Finita l’estate di San Martino è arrivata la nebbia. È arrivata cogliendo di sorpresa chi si trova a mettere fuori il becco al mattino presto. Chi invece resta a casa se la gode al caldo, sornione, da dietro i vetri della finestra. Le galline dal pollaio, malgrado apra loro la porta davanti ad una bella ciotola di mangime, complice il buio e la nebbia, non mettono il becco fuori. La Penny-cane esce giusto un attimo.

La nebbia col suo carico di umidità appanna anche il parabrezza dell’auto. Un colpo di tergicristallo non basta per schiarire la vista; tutto resta in qualche modo attutito intorno a noi. Pure i pedoni che attraversano la strada! Torme di lavoratori e studenti si muovono tra gli alberi che iniziano a perdere il fogliame, ma sembrano tutti un po’ fantasmi che si aggirano tra le coltri brumose. Con la nebbia anche la strada e il parcheggio sembrano perfetti, non vedi le buche e i rallentisseur che ti fanno sobbalzare quando ci passi sopra ai 35 all’ora.

La nebbia nasconde i lineamenti della gente, e cade l’obbligo civile del saluto perché non sei mai certo di rivolgerti alla persona giusta. Va da sé che la nebbia permette più introspezione alle persone che sono fuori casa.

Ci si confronta con le nuove realtà in avvicinamento, del tipo: è quasi di nuovo Natale, il tempo è volato via, sta per arrivare l’inverno, sembrava solo ieri che si moriva di caldo e adesso senti che freddo, oppure più prosaicamente: ho chiuso la porta? Ho spento la luce? Ho abbassato il termostato? E altre innumerevoli amenità del pensiero a bagno nella nebbia.

Lo scenario che costella questi pensieri è quello dei grandi alberi. Masse oscure che si stagliano nella foschia e con la loro massiccia presenza sembrano far la guardia a chi transita sui viali umidi del primo mattino, puntando sull’edicola illuminata per leggere gli strilloni con le ultime agghiaccianti notizie di cronaca e di guerra. Tutto è più ovattato, meno immediato, ci sentiamo quasi schermati dalla realtà che ci circonda. Solo dalle 7,30 sentiamo l’immanente presenza del sole che inizia ad illuminare quell’oscurità, a sciogliere la nebbia, a scaldare le ossa intorpidite, a rendere tutte le immagini più nitide, più veloci, come se il macchinista del cinematografo stia per mettere finalmente a fuoco il film che sta proiettando.

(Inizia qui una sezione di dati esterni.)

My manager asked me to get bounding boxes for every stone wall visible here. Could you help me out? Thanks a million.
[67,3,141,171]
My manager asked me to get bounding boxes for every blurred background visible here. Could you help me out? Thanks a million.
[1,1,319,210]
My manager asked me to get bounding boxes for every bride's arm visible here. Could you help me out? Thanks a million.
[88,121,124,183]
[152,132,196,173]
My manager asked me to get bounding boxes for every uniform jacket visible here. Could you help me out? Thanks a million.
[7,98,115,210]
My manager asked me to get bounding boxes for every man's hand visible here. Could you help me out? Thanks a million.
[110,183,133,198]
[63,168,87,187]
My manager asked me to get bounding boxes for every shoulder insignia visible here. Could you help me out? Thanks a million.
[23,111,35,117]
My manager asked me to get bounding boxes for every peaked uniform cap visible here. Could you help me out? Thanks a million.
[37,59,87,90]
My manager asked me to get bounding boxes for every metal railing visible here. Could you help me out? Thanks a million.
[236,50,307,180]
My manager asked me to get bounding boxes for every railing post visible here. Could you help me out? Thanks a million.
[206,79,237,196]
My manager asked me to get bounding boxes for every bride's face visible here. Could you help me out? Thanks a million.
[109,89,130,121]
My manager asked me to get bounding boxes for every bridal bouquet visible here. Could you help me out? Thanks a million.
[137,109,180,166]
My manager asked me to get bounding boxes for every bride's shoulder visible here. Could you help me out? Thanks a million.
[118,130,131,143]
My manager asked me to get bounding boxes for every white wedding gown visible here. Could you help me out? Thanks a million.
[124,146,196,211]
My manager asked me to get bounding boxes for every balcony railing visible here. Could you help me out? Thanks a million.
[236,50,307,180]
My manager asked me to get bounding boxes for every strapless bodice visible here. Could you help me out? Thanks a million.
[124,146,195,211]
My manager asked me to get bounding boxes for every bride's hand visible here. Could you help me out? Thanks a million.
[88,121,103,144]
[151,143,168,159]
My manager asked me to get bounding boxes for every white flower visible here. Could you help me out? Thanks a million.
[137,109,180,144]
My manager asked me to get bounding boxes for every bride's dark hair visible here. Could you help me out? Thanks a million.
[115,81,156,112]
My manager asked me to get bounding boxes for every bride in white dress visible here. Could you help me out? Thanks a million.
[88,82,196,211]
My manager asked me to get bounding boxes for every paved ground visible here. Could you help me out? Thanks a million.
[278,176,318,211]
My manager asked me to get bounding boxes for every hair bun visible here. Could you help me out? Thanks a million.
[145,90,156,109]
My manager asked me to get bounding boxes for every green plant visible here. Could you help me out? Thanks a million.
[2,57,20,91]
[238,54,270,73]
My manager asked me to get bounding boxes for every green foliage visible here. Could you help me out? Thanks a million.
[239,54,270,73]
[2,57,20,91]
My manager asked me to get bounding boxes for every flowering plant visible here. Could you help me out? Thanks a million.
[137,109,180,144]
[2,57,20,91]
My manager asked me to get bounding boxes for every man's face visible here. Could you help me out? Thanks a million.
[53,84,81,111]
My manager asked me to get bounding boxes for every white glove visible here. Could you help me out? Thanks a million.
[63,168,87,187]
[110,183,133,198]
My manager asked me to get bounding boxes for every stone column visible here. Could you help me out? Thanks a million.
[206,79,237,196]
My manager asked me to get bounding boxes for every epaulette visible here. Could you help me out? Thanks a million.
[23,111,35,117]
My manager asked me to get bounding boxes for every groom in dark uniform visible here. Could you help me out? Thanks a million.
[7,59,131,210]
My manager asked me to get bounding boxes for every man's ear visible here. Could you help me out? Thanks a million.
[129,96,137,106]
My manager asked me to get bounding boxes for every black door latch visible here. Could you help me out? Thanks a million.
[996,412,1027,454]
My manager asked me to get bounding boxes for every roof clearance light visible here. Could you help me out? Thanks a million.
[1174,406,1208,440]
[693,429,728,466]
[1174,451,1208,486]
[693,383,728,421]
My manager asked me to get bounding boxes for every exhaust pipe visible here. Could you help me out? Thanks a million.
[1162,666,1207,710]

Un’aura di luce prende il posto del buio notturno e della nebbia. E la realtà prende le sue consuete forme diurne, rapide, automatiche, forse anche efficienti. Accidenti! L’auto davanti a me mi ha fregato il parcheggio. Ne cerco e ne trovo un altro tra la nebbia che tenta di dissolversi. Dietro la ringhiera rossa del Lungo Dora si erge ancora un muro di nebbia che cela la vista sull’altra riva del fiume. È come se Ivrea finisse lì, come se il fiume fosse un entità esterna smisurata, dello stesso colore della nebbia e del cielo, quel grigio luminoso che fa pensare ad una sorta di limbo dello sguardo rotto solo dal gorgoglio delle acque cerulee.

Solo più tardi dalle finestre della biblioteca i maestosi alberi del parco si stagliano alla luce di un pallido sole novembrino.